Over the years, I’ve had more people than I can count ask if they can apprentice under me to learn to train dogs. I’ve generally always said yes as I love to share my passion and dream of working with dogs! And, lets be honest, I can’t train all the dogs in the world (Although I would give it a good try!) But time and again, these initially enthusiastic, eager, would-be trainers just slowly disappear. They stop coming to classes or have “other plans” and will come “the next week”.
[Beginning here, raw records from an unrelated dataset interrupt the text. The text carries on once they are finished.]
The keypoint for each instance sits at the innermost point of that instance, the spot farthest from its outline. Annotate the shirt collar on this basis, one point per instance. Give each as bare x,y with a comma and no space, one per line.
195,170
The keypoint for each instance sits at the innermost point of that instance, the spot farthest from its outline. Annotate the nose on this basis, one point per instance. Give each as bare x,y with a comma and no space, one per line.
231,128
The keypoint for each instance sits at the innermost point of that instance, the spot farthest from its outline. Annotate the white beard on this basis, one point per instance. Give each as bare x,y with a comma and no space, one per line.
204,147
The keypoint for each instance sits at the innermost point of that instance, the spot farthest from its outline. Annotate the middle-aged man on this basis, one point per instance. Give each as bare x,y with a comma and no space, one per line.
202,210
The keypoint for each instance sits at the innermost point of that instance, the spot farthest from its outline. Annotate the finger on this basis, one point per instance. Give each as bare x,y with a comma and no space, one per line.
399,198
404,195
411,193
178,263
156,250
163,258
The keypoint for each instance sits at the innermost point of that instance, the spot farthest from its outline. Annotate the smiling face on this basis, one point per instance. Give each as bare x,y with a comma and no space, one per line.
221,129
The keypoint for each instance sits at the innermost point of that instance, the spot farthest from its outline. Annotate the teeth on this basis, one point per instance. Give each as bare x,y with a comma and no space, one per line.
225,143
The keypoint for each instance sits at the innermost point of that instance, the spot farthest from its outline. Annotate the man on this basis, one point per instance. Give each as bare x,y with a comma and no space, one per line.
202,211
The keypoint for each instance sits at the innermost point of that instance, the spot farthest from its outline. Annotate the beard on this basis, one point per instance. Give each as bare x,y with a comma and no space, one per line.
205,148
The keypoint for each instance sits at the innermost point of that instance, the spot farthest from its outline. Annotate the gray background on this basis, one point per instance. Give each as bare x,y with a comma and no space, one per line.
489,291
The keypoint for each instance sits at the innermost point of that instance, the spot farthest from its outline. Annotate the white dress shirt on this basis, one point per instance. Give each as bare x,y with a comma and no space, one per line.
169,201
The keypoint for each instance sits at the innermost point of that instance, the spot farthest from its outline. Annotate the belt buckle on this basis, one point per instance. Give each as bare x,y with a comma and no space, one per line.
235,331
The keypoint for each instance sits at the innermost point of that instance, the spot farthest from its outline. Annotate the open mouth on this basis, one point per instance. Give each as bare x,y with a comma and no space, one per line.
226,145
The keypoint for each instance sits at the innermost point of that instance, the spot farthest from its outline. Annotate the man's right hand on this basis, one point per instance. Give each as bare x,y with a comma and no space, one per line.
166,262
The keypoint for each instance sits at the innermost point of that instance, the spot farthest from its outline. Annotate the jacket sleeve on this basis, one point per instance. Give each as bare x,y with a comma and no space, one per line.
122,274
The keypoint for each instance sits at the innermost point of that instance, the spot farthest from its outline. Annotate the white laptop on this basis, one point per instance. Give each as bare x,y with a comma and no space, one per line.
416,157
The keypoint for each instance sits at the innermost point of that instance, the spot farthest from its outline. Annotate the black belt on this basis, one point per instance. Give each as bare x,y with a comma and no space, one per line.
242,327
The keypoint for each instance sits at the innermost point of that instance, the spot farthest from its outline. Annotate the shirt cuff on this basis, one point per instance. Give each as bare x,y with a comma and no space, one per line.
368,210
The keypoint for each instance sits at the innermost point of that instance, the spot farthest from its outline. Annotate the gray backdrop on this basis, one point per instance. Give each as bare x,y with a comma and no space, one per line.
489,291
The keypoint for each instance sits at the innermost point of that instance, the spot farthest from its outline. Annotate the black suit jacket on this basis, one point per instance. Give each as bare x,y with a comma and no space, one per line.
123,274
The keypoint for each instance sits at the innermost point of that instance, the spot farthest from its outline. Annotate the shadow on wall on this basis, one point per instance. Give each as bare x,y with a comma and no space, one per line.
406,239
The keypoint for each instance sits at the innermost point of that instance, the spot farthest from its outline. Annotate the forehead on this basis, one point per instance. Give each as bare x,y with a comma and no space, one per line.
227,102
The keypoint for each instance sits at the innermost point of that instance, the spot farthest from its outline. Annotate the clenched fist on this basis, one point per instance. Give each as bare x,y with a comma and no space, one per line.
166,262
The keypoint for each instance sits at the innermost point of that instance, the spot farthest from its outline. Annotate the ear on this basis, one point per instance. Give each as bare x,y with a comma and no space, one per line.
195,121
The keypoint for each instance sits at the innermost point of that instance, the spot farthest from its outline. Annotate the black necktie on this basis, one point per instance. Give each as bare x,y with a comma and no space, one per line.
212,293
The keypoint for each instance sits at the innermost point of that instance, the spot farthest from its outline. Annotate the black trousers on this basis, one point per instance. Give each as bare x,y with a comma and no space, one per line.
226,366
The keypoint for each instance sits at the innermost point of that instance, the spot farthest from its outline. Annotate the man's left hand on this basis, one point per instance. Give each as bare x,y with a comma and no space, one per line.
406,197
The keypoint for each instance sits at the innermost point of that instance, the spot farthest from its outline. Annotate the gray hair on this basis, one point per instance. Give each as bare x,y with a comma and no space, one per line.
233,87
You see, no one really knows what it’s like to be a professional dog trainer. Training your neighbor’s dog for a couple extra bucks is not the same as being a professional dog trainer. Holding a couple of group classes once and a while isn’t being a professional dog trainer. Offering advice to anyone who asks on how to fix problem a, b, or c, isn’t being a professional dog trainer. Here, in my experience, is what being a professional dog trainer is all about:
Dogs don’t ask to be in our lives, so it’s our responsibility to not only ensure they have a roof over their heads and food in their bellies, but also meet all of their other needs as well; their need for exercise, their need for enrichment, their need to be a dog. Dogs aren’t humans, and it’s no wonder there are so many issues that need to be sorted, but a dedicated, ethical, driven trainer will help build that bridge of understanding and in doing so, build an unbreakable bond between you and your dog. I am humbled daily by what dogs have to teach me and there isn’t anything, anywhere, or anyone, that could ever make me want to change professions. I have visions of myself, in my 90’s, possibly even in a wheel chair, working with clients and their dogs to enhance and build that elusive bond!
So if you think dog training is playing with fluffy puppies all the time, you are right, and you are wrong.